Ces différents points sont au programme de la visite du Président Obama. Dès son arrivée, le Président Américain et le Premier Ministre Indien ont annoncé la signature d’un accord pour débloquer des milliards de dollar dans le domaine nucléaire, dans la continuation du premier accord signé en 2005. La priorité en matière de défense n’est pas tellement de vendre du matériel américain à l’Inde, bien qu’il y ait des contrats pour des avions de surveillance, de transport et les hélicoptères, mais de développer des matériels en commun. L’Inde est particulièrement intéressée par le domaine des drones et des porte-avions, équipements dont elle a besoin pour accroitre ses capacités de contrôle de ses frontières terrestres et de projection de ses forces maritimes. Sur ce dernier point, et dans le cadre de la Defence Technology and Trade Initiative (DTTI), l’Inde et les Etats Unis envisage une coopération sur le développement de la nouvelle génération de catapulte électromagnétique (Electromagnetic Aircraft Launch System – EMALS).

Si l’Inde opère déjà deux portes avions, ils ne sont pas munis de catapultes, équipement clé pour déployer rapidement la force aérienne embarquée. L’Inde doit renforcer sa marine pour faire face au déploiement, de plus en plus proche de ses frontières et zones économique maritimes, de la marine Chinoise. Les autres domaines de coopération envisagés dans le DTTI sont les moteurs d’avions et les l’amélioration des Hercules C130J. Le domaine du partage de renseignement, pour le contre-terrorisme (Al Qaeda dans le sous continent indien), et la cyber-sécurité font également partie des discussions. Les Etats Unis et l’Inde ne sont pas forcément d’accord sur la politique à mener vis-à-vis du Pakistan et de l’Afghanistan. Même si ces questions de politiques étrangères sont moins abordées que les domaines économiques, elles sont importantes pour les deux pays. Enfin des questions comme les énergies traditionnelles, renouvelables et les changements climatiques, sont à l’ordre du jour.

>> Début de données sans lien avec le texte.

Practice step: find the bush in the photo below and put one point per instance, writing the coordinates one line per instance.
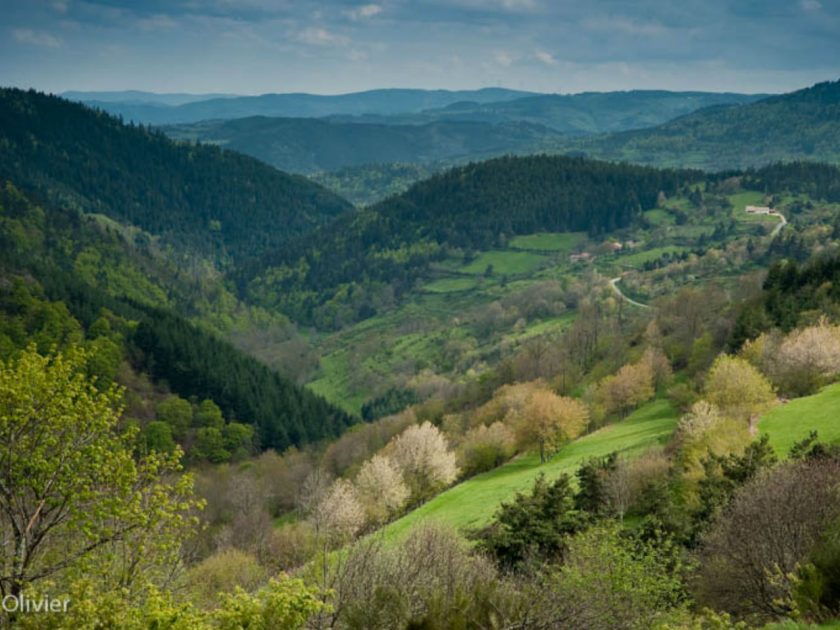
(754, 547)
(223, 572)
(483, 448)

Cette visite a été préparée, et annoncée, longtemps à l’avance aussi bien par la visite de délégations américaines dédiées à chacun des domaines abordées mais surtout par sa médiatisation. Des dizaines d’articles ont été, sont, et seront publiés sur ces sujets. Il faut également mettre les annonces déjà faites en parallèle de la politique indienne du « make in india » qui tends à favoriser les industries locales, par l’acquisition de technologies et savoirs faire, dans un premier temps par leur implication dans les grands contrats publics ouverts à la compétition internationale, puis dans un deuxième temps par leurs exportations, et fusions-acquisitions, sur des marchés comme l’Afrique, l’Amérique du Sud ou l’Europe. L’Inde se positionnant comme une puissance militaire régionale et ambitionnant un rôle diplomatique international, les Etats Unis devrait favoriser ce partenariat, les deux pays ayant une politique de plus en plus tournée vers l’Asie.